Clemens Schmale hat seinen persönlichen Handelsstil seit den 1990er Jahren an der Börse entwickelt.

Dieser gründet auf zwei Säulen: ein anderer Analyseansatz und andere Basiswerte. Mit anders ist vor allem die Kombination aus Global Makro, fundamentaler Analyse und Chartanalyse sowie Zukunftstrends gemeint. Während Fundamentaldaten und Makrotrends bestimmen, was konkret gehandelt wird, verlässt sich Schmale beim Timing auf die Chartanalyse. Er handelt alle Anlageklassen, wobei er sich größtenteils auf Werte konzentriert, die nicht „Mainstream“ sind.
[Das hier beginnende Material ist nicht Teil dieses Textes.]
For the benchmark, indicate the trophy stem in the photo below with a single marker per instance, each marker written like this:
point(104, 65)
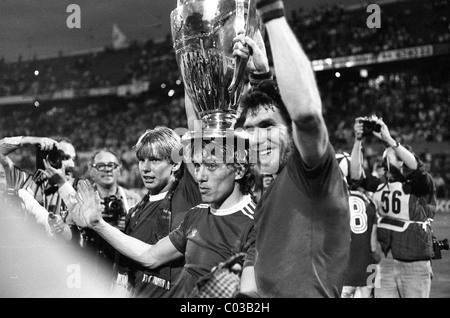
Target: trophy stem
point(219, 121)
Diese Märkte sind weniger effizient als andere und ermöglichen so hohes Renditepotenzial. Sie sind damit allerdings auch spekulativer als hochliquide Märkte. Die Haltedauer einzelner Positionen variiert nach Anlageklasse, beträgt jedoch meist mehrere Tage, oft auch Wochen oder Monate.

Rohstoffe, Währungen und Volatilität handelt er aktiv, in Aktien und Anleihen investiert er eher langfristig. Die Basiswerte werden direkt – auch über Futures – oder über CFDs gehandelt, in Ausnahmefällen über Optionen und Zertifikate.